Fewer than one in every 10 injecting drug users have access to basic HIV prevention and treatment services, even though they comprise almost one third of new infections outside sub-Saharan Africa, according to the Joint UN Programme Against HIV/AIDS (UNAIDS).
In its latest review of the global response to the AIDS pandemic, released last week, UNAIDS found that the social and legal stigmas surrounding drug use mean people with drug dependence problems are often unwilling or unable to use HIV treatment programmes because of fears of recrimination.
"Only eight per cent of injecting drug users receive HIV prevention services despite increased political commitment and funding worldwide to tackle the AIDS pandemic," a statement issued by the UN Information Centre in Accra said.

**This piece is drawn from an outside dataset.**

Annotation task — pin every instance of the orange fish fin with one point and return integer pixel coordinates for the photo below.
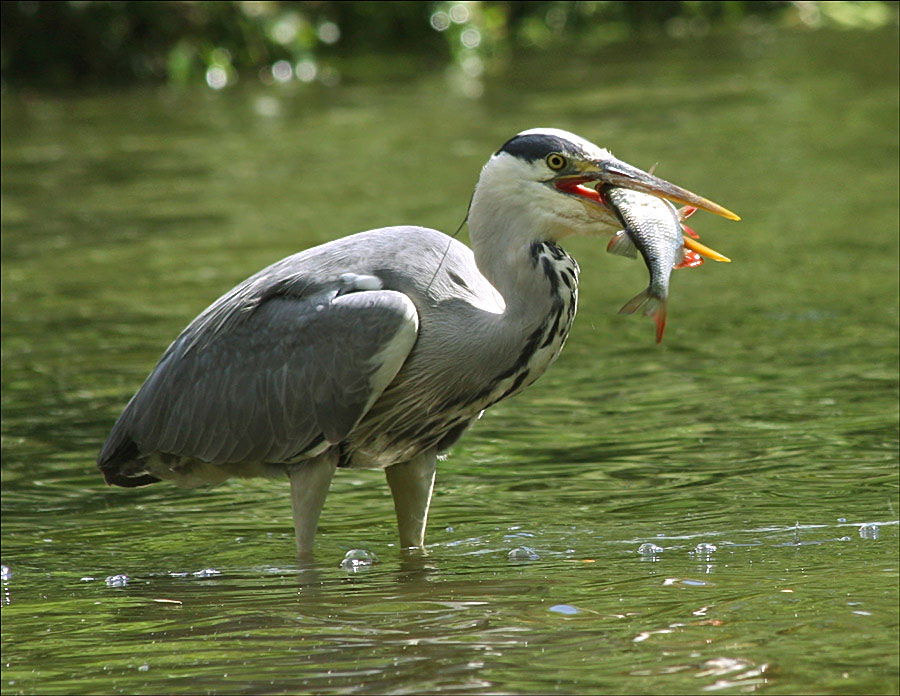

Anindya Chatterjee, UNAIDS Adviser on Prevention and Public Policy, said the care and treatment for drug users was lagging behind the overall response to AIDS.

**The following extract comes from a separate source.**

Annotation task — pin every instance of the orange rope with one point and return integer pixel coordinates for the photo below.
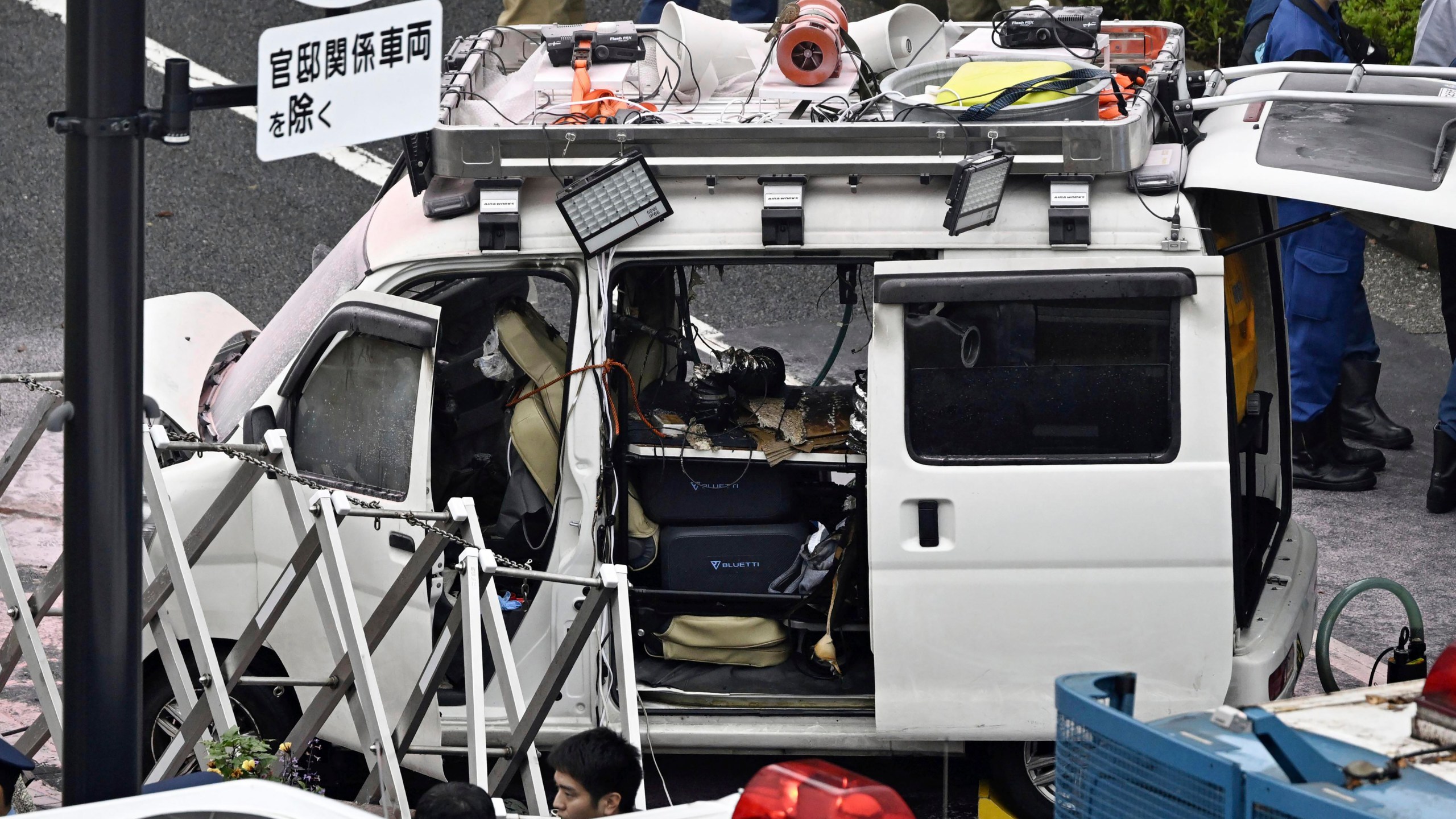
(606, 367)
(587, 102)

"We know that focused HIV prevention programmes have been successful in reducing HIV prevalence among people who inject drugs," Mr Chatterjee said.
"In countries and cities where harm reduction programmes have been implemented early and on a large scale, HIV prevention programmes have been successful - down to less than 5 per cent in some cases."
The review cited examples in Belarus, Russia, Ukraine, Bangladesh, Brazil, Hong Kong and China.
"But given drug use is illegal in most countries and often punishable by incarceration; some of the HIV prevention programmes tailored for injecting drug users has met strong resistance from governments and local communities."
The review noted that such initiatives worked best when they followed an advocacy campaign in which support was established first among local community representatives and then among the mass media.
It warned that programmes rarely achieved immediate success and that funding for these initiatives should be solid, flexible and sustainable to overcome early concerns about the merit of the prevention services.